I grew up going to the theater. There were four theaters in Seattle for which we had season tickets at various times: A Contemporary Theater (ACT), then a few blocks from the Seattle Center, Intiman and Seattle Repertory Theater, both on the outer edges of the Seattle Center, and the Theater Off Jackson, a tiny space wedged in next to the Wing Luke Museum in Chinatown. (There were also season tickets to the opera, modern dance at the University of Washington's Meany Theater, and the symphony. My parents loved them all, and as an only child I was swept along into their world). In later years I drifted away from these cultural pursuits, and only now have I slowly come back them. Although this time around it feels strange to be there without my parents, my handbag in one hand, a shawl in the other, running across the street in time to slip into my seat and flip through the program before the lights come down.
A few months I leapt at the chance to see Uncle Vanya at the Intiman Theater. It has been many years since I read Chekhov , and it seems a lifetime has passed since then. Actually, I have never seen Chekhov performed, with the exception of Tennessee Williams' Notebook of Trigorin, which is his Southern-inflected adaptation of The Seagull. (A surreal experience). But I have read his plays and short stories, and here was his Uncle Vanya with the language stripped of its dust to bring this story of love and loss and regret. I was only moderately distracted by a) the presence of Samantha Mathis as Elena and b) the wig worn by the actor who played Astrov and who had a small role in the film The School of Rock. Also, I kept thinking, hey! It's that uptight father from The School of Rock! With a really bad wig! But then they began to speak and all my thoughts fell away, leaving only the glances between characters that I felt like a touch on my own skin, and words that made me laugh one minute and sent a shiver up my spine the next.

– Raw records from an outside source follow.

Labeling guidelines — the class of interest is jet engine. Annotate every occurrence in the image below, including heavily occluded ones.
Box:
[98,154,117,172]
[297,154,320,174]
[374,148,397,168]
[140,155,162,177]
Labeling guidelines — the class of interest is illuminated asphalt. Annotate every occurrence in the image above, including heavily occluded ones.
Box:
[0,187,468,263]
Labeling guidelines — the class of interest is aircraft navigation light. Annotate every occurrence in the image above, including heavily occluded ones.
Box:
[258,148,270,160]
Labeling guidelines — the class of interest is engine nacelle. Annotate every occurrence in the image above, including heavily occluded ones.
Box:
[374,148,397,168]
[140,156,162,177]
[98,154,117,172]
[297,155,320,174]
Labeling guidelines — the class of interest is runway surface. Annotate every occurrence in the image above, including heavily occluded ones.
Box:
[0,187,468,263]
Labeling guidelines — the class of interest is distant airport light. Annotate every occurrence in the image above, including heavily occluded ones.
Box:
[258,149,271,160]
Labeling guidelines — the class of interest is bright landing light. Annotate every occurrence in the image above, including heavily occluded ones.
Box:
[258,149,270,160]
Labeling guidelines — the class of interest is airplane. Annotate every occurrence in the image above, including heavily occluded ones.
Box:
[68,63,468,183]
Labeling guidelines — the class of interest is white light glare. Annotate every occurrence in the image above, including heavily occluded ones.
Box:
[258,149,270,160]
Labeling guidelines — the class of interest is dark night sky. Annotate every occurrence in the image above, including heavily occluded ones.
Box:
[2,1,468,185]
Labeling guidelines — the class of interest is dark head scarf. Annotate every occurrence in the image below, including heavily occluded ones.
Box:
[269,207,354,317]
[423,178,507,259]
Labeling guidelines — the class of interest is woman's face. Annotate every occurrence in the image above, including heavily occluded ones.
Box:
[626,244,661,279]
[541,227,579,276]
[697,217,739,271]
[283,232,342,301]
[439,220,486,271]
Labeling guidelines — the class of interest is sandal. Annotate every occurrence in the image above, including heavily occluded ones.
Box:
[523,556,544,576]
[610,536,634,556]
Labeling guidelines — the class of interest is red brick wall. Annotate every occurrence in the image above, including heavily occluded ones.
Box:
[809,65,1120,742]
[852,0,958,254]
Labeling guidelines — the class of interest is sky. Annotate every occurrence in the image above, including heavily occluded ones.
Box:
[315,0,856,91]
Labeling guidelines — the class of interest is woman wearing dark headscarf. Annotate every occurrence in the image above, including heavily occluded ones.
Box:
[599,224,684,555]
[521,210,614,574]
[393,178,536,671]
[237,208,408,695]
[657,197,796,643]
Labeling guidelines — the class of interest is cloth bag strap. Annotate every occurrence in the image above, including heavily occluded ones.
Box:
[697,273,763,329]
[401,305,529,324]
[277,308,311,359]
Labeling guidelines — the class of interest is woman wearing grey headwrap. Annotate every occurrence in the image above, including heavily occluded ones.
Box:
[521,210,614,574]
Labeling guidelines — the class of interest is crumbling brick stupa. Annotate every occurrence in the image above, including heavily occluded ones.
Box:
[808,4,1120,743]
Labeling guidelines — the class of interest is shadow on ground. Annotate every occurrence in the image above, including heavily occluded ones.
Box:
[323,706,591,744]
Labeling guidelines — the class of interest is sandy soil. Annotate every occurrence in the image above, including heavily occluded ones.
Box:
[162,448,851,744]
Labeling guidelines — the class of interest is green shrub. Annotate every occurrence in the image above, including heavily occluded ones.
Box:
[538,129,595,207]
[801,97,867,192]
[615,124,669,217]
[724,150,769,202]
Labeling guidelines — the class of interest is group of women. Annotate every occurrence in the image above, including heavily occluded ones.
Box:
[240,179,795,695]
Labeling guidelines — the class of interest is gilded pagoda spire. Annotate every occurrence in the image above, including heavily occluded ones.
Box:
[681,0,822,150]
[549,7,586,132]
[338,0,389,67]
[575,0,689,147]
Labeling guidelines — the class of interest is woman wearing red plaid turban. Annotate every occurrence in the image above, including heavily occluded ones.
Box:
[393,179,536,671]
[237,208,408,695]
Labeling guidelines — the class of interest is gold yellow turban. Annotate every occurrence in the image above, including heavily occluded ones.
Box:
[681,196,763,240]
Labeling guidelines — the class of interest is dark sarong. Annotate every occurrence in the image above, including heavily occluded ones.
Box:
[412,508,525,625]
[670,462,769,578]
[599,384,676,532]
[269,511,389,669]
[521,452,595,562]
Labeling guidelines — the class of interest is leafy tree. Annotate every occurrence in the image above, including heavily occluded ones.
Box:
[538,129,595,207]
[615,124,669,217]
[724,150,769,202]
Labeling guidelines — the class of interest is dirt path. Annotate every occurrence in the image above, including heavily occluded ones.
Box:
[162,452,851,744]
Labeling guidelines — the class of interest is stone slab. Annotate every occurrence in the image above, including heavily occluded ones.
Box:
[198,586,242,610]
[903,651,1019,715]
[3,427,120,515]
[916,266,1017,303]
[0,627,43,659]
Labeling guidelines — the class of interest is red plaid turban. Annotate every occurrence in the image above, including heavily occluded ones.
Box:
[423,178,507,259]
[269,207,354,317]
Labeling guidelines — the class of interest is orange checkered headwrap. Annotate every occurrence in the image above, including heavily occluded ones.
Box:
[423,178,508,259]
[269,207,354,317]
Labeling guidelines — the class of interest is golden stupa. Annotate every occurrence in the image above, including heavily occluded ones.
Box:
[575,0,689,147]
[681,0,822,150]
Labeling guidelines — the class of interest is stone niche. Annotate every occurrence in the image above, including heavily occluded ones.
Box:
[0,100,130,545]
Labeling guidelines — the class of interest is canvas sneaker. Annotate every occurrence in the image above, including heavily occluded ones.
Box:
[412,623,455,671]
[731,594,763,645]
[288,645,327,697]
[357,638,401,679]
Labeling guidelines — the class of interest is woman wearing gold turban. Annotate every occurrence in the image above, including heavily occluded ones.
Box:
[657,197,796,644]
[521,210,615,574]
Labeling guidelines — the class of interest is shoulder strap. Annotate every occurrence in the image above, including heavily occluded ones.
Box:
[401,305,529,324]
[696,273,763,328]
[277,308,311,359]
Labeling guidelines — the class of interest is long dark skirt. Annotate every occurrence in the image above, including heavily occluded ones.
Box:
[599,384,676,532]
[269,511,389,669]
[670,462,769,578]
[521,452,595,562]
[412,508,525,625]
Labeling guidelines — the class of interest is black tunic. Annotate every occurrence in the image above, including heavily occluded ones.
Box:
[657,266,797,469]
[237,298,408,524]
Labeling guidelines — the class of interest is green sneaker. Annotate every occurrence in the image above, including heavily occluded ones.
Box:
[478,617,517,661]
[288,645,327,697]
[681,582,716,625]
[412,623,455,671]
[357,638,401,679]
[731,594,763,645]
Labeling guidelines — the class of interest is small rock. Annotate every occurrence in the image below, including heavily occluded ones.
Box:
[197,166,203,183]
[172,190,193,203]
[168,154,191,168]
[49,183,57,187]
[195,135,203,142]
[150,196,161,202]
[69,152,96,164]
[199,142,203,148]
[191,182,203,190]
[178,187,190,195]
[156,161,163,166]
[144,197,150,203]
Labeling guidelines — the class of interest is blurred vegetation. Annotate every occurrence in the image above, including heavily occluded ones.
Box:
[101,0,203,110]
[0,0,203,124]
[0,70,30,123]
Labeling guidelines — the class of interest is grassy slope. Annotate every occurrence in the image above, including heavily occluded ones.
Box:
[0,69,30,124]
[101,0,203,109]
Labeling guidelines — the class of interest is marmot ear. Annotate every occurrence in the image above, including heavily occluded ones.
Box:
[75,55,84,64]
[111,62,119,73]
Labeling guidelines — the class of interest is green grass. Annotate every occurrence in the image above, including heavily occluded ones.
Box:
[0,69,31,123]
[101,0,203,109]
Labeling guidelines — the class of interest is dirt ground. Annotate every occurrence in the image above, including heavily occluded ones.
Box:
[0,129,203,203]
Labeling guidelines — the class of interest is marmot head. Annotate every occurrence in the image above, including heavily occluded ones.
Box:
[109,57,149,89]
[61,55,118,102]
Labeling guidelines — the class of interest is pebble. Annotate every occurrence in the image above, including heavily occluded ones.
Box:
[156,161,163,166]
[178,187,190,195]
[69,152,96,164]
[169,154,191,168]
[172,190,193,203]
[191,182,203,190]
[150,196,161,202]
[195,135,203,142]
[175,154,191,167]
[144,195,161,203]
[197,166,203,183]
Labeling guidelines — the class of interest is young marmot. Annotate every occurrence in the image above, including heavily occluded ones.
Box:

I have never loved anyone, and I never will, says Astrov to Sonya on a dark, stormy night. Hard words to hear from someone you have been silently, hopelessly in love with. My heart broke for her, and for her uncle Vanya, the former realizing that she has wasted her youth and has nothing left of promise except for a life of unending work, and the latter who can only look back with desire and regret that he has lost his chance of happiness and is growing old and disillusioned. The professor, Sonya's father, and Elena, his young wife, seem to be sleepwalking through the days on the old estate, Sonya and Vanya and Astrov and the old nanny and Vanya's elderly mother revolving around the spoiled old professor and his enchanting, beautiful wife like planets around two seductive suns. I feel their heartbreak and regret, their hope for a peace that might only come with death, as sharply now when I read from the page as I did when I heard them aloud on the stage, and it is like a caress.